Really, it's all shades of gray and I think the afterlife and other spiritual realms are no different. Reality truly seems to be what the individual makes of it and it is always going to be mysterious. Take things in stride and use your experiences as your strength, I certainly do. I went through a lot of suffering early on in life, as many people do, and I do not call myself a victim. It made me who I am today and it made me much stronger than I would be otherwise. In retrospect, it all makes sense to me now how things happened the way they did. Perhaps that's what people mean when they call life a school, not literally of course, but in a metaphorical sense of looking back at the lessons the experiences taught you and how you became stronger from what happened.
As far as why people are born at a disadvantage to others, I do not know. I don't find the "life plan" compelling, because a baby born with genetic defects does not only bring suffering onto themselves, but the parents as well. Pure speculation, but it may be random and could just be that particular individuals biology and how their physical body was developed from a purely physical standpoint. We are both spiritual and physical beings after all. I think the majority of people would agree with this and find topics like biology, psychology, etc more tolerable if they acknowledged the spiritual nature of humans as well (which is surely needed, these fields are on their last leg now without it). Looking at the world through either a purely physical or purely spiritual perspective lacks the scope necessary to accurately explain why things happen and to explain our reality, and in my opinion, both are equally as necessary as the other in order to explain it.

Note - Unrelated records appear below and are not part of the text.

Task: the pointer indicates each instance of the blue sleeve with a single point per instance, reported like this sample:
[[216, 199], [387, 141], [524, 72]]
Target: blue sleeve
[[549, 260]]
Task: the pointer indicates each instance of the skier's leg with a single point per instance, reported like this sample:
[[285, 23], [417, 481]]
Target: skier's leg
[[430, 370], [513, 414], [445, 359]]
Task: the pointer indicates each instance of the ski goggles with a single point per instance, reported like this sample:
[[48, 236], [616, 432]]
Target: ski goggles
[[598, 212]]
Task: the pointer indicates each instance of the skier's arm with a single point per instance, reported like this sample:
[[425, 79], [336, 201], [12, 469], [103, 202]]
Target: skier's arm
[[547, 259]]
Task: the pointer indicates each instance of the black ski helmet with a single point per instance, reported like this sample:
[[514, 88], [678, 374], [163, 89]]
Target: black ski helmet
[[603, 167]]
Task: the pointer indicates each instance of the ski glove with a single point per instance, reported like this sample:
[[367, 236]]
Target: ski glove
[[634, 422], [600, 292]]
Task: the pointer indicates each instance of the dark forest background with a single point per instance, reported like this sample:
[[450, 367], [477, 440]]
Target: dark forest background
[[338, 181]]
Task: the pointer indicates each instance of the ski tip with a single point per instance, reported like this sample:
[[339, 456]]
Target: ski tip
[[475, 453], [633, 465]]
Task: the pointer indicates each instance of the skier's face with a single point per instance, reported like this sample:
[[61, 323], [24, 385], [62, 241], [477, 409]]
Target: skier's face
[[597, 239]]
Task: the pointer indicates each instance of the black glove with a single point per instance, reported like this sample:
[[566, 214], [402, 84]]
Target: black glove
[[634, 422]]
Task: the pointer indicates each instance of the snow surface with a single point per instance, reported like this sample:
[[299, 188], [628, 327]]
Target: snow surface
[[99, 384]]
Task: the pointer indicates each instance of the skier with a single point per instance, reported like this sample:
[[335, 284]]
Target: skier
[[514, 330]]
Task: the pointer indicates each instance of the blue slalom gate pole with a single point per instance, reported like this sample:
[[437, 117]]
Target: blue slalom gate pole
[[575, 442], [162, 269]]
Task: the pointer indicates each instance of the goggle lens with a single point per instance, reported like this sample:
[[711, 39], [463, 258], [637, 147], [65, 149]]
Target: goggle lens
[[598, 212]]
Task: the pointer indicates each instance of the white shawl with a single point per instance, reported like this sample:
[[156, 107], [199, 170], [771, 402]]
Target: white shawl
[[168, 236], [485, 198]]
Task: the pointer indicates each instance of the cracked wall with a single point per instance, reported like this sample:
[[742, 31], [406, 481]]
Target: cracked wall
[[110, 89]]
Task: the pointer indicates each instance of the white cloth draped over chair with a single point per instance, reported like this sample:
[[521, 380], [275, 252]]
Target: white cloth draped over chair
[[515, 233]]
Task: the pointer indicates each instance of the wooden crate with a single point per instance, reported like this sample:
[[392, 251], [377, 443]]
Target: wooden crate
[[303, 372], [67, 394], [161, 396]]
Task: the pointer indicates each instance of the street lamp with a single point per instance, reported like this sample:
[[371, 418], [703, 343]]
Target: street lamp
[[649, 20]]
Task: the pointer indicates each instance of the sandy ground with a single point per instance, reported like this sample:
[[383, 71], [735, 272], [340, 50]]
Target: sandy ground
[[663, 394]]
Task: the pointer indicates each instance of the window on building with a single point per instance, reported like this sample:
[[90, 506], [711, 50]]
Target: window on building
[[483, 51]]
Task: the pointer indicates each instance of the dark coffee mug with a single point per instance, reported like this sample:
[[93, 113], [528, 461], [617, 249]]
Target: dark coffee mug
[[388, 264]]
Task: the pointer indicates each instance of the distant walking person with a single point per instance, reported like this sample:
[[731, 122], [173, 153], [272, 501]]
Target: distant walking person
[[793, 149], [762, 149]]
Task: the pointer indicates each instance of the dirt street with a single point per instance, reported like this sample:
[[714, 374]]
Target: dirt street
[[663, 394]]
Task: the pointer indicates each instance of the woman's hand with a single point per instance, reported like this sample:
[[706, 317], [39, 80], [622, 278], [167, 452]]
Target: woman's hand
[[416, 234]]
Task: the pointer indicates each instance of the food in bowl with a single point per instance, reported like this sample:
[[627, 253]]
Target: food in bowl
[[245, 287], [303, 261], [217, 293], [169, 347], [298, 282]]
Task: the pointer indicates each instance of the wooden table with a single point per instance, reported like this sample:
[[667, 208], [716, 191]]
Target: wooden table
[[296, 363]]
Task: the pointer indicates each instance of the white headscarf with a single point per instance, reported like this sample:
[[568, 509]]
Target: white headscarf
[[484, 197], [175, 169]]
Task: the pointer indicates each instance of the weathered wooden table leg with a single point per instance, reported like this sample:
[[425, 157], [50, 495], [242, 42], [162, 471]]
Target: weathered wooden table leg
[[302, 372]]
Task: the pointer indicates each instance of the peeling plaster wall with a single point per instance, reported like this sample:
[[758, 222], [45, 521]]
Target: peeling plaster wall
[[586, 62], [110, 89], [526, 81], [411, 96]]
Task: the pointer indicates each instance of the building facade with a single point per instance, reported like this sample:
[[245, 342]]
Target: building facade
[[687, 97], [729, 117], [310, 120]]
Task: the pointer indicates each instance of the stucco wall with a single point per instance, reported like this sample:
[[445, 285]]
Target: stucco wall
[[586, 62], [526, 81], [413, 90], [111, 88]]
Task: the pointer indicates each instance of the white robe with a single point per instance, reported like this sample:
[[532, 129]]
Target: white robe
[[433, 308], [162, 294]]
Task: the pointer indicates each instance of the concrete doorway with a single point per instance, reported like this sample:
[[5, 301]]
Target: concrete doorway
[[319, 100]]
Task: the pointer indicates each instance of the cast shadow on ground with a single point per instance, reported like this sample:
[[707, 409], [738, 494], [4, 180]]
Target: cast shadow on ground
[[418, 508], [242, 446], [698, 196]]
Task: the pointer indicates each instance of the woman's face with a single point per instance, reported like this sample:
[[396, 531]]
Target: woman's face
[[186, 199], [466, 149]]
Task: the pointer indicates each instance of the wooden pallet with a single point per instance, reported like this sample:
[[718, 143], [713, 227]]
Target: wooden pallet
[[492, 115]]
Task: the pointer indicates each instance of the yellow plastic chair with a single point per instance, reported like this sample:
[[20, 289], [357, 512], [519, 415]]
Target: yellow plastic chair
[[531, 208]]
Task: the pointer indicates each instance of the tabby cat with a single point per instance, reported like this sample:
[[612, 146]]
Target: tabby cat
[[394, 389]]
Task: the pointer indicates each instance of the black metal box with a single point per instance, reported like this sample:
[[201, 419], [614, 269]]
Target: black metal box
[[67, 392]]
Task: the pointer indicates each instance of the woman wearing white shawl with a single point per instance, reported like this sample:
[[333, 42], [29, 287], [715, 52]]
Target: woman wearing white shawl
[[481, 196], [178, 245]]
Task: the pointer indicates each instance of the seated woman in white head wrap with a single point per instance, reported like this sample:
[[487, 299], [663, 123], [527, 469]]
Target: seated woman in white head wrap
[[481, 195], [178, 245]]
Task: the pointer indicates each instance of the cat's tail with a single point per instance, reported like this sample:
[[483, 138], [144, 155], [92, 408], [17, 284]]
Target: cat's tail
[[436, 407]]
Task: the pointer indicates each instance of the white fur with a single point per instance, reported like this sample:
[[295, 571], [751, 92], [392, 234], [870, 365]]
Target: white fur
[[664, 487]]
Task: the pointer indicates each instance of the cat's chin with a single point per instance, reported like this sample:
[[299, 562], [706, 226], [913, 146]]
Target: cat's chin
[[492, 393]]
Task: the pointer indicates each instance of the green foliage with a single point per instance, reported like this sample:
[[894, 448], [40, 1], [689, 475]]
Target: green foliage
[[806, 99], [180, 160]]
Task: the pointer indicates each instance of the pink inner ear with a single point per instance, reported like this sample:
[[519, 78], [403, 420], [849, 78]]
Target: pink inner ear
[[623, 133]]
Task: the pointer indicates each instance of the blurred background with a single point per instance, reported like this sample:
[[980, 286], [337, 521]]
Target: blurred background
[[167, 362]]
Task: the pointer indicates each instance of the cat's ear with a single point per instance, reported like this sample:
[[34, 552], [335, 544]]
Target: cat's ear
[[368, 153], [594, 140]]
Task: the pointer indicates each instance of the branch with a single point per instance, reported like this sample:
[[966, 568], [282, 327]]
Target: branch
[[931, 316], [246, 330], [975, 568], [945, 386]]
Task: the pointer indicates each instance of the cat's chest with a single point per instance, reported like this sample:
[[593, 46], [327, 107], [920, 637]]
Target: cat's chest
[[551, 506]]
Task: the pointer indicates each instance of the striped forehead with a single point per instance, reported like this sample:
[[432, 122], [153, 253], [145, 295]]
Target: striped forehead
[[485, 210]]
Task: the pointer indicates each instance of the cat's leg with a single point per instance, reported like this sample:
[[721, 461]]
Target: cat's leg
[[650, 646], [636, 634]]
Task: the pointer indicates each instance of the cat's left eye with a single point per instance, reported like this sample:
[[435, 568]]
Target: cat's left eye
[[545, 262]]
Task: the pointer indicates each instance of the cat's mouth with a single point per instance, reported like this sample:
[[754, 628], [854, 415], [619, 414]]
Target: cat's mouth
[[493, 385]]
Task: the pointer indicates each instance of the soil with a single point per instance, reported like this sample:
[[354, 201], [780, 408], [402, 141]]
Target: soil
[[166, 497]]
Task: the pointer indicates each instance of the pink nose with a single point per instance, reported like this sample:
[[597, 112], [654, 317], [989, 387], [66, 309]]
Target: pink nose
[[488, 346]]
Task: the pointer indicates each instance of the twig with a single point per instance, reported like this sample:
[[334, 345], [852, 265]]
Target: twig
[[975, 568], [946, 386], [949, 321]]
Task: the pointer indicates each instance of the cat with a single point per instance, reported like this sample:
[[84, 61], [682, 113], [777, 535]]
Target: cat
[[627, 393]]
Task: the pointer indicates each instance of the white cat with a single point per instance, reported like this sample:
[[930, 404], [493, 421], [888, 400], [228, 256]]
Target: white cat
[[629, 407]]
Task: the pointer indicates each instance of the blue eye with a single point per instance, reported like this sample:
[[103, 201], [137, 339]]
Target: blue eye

I should mention that my explanation is only scratching the surface of what the nature of "evil" is. To summarize, I think it comes down to free-will, individual agency, a lack of empathy, selfishness, sadism, perspective, and humans interacting with each other in the large majority of cases. I am aware there is some compelling evidence spirits or entities can influence people to do certain things, good or evil, (thinking DMT), but I'm hesitant to call those entities "evil" even if they exist. Morality might be best understood as a bell curve and where people fall into it grants them the title of good or evil, extremes being on both ends, and the middle being the gray area that we all know very well.